JAMA 100 Years Ago Section Editor: Jennifer Reiling, Assistant Editor.

JAMA. 2012;308(14):1412. doi:10.1001/jama.308.14.1412-a

Human life is gradually becoming recognized as a business asset. This is a new fact in the development of the race. Life-insurance companies are realizing that they can increase their dividends faster by cutting down the death-rate than by increasing sales or by reducing expenses.

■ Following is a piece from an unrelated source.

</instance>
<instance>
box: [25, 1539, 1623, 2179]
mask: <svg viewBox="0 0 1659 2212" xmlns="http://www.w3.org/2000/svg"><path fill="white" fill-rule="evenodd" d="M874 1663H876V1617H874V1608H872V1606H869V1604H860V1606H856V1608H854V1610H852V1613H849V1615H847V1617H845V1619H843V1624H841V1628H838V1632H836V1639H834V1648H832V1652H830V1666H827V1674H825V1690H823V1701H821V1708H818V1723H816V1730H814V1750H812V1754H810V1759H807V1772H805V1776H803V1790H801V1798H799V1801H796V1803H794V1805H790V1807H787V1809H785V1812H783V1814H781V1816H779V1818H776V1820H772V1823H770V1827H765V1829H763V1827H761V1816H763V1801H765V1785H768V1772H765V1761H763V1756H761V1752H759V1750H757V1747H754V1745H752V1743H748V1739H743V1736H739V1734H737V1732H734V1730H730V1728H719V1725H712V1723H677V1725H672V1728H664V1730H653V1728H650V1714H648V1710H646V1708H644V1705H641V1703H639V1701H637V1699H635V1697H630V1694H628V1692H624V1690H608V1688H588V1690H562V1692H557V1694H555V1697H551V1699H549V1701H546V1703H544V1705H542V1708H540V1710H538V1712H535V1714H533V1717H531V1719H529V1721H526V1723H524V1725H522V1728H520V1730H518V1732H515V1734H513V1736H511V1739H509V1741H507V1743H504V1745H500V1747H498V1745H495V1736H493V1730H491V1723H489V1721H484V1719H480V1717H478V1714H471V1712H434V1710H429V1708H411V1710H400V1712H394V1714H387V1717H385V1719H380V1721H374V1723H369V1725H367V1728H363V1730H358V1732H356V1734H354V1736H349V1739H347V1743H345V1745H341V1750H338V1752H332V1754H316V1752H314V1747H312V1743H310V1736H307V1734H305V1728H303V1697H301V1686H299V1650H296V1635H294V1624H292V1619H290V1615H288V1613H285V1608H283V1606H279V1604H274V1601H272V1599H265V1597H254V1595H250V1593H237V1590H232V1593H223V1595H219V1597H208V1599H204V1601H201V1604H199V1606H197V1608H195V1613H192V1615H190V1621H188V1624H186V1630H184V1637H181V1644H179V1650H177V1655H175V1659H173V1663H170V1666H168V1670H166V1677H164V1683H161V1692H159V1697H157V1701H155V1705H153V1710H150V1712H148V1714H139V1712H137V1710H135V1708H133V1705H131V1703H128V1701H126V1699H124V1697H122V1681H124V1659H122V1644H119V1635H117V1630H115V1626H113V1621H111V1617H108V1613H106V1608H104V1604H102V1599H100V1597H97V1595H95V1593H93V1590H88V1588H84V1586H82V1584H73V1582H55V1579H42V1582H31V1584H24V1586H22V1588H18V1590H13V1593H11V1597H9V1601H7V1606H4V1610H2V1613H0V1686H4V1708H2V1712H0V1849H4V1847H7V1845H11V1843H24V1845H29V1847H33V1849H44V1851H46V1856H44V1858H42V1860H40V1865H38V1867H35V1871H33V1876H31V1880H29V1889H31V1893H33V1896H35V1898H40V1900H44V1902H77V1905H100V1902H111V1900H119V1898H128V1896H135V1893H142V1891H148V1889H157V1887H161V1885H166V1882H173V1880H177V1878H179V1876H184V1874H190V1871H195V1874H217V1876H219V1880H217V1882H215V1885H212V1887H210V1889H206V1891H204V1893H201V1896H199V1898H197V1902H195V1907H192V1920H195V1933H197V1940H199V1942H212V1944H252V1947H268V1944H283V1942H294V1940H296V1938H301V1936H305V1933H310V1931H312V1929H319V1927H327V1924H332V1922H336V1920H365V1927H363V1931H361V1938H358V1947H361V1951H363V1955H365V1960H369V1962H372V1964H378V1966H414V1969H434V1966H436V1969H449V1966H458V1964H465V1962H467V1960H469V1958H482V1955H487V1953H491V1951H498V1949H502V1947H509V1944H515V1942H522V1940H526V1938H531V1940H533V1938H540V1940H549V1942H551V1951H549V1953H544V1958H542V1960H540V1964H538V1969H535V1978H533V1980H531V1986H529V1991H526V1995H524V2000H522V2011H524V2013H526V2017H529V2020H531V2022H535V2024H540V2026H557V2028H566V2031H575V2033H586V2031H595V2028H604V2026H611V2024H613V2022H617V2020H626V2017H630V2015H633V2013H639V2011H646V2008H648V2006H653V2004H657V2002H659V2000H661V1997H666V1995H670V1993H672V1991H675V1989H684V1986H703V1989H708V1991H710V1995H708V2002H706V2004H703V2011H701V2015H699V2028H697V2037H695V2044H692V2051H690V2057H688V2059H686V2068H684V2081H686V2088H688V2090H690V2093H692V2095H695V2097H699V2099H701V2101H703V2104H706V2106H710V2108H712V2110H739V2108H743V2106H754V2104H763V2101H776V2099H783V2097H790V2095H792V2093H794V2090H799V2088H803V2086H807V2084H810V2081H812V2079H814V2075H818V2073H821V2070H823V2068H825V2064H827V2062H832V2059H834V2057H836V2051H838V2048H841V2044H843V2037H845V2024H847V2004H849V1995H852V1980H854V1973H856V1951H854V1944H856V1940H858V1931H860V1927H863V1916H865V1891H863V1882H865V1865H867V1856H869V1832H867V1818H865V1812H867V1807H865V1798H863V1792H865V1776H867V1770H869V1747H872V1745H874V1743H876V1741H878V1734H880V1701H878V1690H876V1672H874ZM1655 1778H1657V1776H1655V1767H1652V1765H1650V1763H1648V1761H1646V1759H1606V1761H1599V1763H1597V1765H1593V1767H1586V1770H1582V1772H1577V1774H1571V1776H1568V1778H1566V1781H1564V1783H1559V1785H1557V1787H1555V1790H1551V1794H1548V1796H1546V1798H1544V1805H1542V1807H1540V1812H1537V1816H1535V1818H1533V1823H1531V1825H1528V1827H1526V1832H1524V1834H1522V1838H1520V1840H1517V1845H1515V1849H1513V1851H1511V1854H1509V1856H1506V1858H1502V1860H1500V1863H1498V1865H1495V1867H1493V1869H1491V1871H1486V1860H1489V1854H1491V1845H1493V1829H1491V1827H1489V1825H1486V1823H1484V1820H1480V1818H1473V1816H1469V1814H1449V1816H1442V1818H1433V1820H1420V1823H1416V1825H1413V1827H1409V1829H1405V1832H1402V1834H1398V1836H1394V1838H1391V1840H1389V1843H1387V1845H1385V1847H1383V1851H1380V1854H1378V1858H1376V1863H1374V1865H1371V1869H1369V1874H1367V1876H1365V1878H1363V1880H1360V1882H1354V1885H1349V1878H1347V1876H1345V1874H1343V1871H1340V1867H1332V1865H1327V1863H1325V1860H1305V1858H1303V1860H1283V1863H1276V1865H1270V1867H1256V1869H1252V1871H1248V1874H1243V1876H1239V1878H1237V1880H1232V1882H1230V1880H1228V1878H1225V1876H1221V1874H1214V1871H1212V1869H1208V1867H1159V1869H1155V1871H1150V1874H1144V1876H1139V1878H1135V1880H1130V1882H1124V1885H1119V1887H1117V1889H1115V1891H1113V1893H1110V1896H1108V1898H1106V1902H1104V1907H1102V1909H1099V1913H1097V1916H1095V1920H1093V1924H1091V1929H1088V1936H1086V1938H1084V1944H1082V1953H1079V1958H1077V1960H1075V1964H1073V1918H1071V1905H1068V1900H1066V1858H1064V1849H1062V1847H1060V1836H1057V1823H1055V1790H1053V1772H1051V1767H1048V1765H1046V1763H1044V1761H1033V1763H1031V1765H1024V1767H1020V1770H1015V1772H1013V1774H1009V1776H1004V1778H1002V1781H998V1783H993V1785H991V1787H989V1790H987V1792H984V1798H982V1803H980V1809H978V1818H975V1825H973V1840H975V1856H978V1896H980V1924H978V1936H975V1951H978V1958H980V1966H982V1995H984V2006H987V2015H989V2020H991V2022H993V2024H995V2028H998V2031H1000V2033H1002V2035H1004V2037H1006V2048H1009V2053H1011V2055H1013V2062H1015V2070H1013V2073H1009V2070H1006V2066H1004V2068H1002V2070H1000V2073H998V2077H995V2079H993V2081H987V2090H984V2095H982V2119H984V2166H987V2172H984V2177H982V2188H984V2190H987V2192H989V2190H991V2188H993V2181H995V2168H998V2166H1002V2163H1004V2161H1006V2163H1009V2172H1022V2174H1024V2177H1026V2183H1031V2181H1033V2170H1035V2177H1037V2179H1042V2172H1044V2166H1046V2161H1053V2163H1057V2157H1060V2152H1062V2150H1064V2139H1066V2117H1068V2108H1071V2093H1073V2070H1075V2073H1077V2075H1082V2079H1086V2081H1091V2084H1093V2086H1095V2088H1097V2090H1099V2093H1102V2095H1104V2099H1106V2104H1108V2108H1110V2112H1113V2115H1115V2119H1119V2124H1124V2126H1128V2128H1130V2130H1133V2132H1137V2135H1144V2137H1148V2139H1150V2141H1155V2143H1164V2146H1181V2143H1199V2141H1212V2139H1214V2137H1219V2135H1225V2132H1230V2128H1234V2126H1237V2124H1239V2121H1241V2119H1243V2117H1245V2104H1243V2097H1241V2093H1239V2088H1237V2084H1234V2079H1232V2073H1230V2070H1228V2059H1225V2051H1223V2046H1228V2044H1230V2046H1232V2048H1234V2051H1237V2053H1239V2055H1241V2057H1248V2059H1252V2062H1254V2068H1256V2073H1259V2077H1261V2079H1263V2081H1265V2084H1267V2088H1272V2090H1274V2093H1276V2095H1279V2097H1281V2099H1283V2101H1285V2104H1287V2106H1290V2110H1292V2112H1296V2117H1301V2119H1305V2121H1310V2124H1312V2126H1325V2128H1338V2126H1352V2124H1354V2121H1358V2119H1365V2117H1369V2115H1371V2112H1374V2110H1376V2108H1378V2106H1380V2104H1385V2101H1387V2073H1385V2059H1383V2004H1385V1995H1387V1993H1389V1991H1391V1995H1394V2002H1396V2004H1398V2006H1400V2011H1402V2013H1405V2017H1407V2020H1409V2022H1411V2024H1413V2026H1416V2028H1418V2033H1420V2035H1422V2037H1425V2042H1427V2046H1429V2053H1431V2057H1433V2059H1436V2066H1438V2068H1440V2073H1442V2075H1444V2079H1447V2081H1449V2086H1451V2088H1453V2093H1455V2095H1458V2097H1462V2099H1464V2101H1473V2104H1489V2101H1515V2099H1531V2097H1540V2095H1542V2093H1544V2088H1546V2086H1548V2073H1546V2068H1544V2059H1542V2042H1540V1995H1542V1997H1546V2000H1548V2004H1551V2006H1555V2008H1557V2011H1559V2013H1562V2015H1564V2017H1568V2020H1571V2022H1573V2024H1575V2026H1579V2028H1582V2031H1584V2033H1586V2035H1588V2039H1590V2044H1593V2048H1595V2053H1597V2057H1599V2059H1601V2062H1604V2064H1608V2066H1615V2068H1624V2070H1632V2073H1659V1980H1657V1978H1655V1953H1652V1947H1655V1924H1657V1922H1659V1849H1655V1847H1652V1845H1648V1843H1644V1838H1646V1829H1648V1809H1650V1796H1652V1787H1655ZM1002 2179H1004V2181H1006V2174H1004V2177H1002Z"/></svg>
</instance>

Employers of large numbers of human machines are realizing the surprising fact that, as a cold business proposition, it pays, not in sentiment but in dollars, to take good care of their employees. Business men are learning that well-fed, well-clothed, contented men and women, working in well-lighted, well-ventilated quarters and on schedules arranged in accordance with our modern knowledge of psychology and physiology, actually turn out more work and better work than underpaid, discontented help, working under uncomfortable and insanitary conditions. Therefore large corporations are spending money liberally in playgrounds, rest-rooms, libraries, gymnasiums, sanitary lunch-rooms, moving-picture shows, safety devices, ventilating systems and similar devices for the well-being and enjoyment of their employees. If one asks these men why they are doing these things, they will disclaim any charitable or philanthropic motives. “This isn't charity,” says one firm, “we want that clearly understood. This is simply good business management and common sense. A well man is of more use to us than a sick man. A happy, contented woman turns out more work and better work than an unhappy one. Therefore anything we can do to make the people who do our work at ease in mind and body we regard as good business management, just as we regard fire-insurance, improved machinery and labor-saving devices.”